Importance of Motivation for Learning

Motivation is examined in behaviorist, humanistic, cognitive, and other theoretical frameworks; behaviorism highlights the role of external reinforcements, cognitivism focuses on internal mental processes and personal goal evaluations, and social factors significantly affect the development of self-assessment and the shaping of students’ learning motivation. It is a psychological process that initiates, directs, and maintains our activities toward achieving a specific goal, and it is permeated by enthusiasm and determination to reach that goal through the initiation and maintenance of proactive behavior (Bandhu et al., 2024; Pekrun, 2024). Motivation can originate internally—from the desire for enjoyment, personal development or accomplishment—or externally, through rewards, recognition, or external expectations. Students who study because something genuinely interests them or because they want to succeed achieve better results than those who learn only due to external rewards or pressures (Šafranj, Bulatović, and Gak, 2024). Artificial intelligence can become a powerful motivational accelerator and a source of competency-based achievements for students, not by replacing the teacher but by supporting them so that each child progresses more independently, with greater interest and confidence in their own abilities (Mandić, Miščević, and Bujišić, 2024; Mandić, Miščević, and Ristić, 2025; Miščević, Starijaš, and Petrović, 2025). Thus, when the opportunities offered by the use of AI are employed with careful design, it can lead to fulfilling students’ psychological needs. Effective models need to incorporate the following components: adaptive systems pre-adjusted to the students’ ability level; opportunities for students to participate in the choice of learning activities; a visually rich and comprehensible interface adapted to the students’ age; real-time constructive feedback. All of the above should be implemented with teacher support, in an inclusive and ethically responsible manner. When AI capabilities are combined with careful pedagogical design, models can include adaptive systems tailored to student ability, allow students some choice in activities, offer age- appropriate visual interfaces, and provide real-time constructive feedback—all under teacher guidance to ensure inclusivity and ethical use.

Materials and Methods

The aim of this research is to determine how the implementation of electronic learning in informatics-developmental instruction of Nature and Society classes affects student motivation by comparing their motivation before and after an experimental program in the experimental and control groups. The task is to examine the level of motivation for learning about nature and society among students in the experimental and control groups during Nature and Society classes before and after the implementation of the experimental program. The hypothesis states that students in the experimental group, after the application of informatics-developmental instruction, will exhibit a significantly higher level of motivation for learning Nature and Society compared to students in the control group who have used a traditional approach.

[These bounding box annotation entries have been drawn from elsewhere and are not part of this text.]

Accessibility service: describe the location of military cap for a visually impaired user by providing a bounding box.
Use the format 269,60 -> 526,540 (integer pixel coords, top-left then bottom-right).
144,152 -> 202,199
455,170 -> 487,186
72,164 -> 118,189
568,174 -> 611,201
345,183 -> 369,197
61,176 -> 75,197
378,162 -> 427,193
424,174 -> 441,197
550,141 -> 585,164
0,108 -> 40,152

The independent variable is the teaching method: the experimental group was taught Nature and Society using an informatics-developmental approach supported by e-learning (encompassing computerization, interactivity, constructivism, heuristic methods, self-evaluation, and appropriate technical equipment), whereas the control group was taught using a traditional approach. The dependent variable is students’ motivation for learning about nature and society, measured as a summative score on a five-point Likert scale before and after the intervention.

We employed a parallel-groups experimental design to investigate the effect of informatics-developmental instruction on student motivation. The measurement instrument was a motivation scale constructed for this purpose, administered before and after the intervention. The instrument demonstrated high objectivity (Pearson r = .99 for agreement between two independent raters) and an acceptable level of reliability, with Cronbach’s α ranging from .69 to .72 for the experimental and control groups at the initial and final measurements. The study was conducted over four months within regular classes, during which motivation was measured at the beginning and at the end.

The sample of participants consisted of four control classes and four experimental classes of students from Belgrade (Serbia), totaling 189 fourth-grade students. The sample of instructional content covered the teaching topic “Natural and Social Features of Serbia” from the fourth-grade Nature and Society curriculum.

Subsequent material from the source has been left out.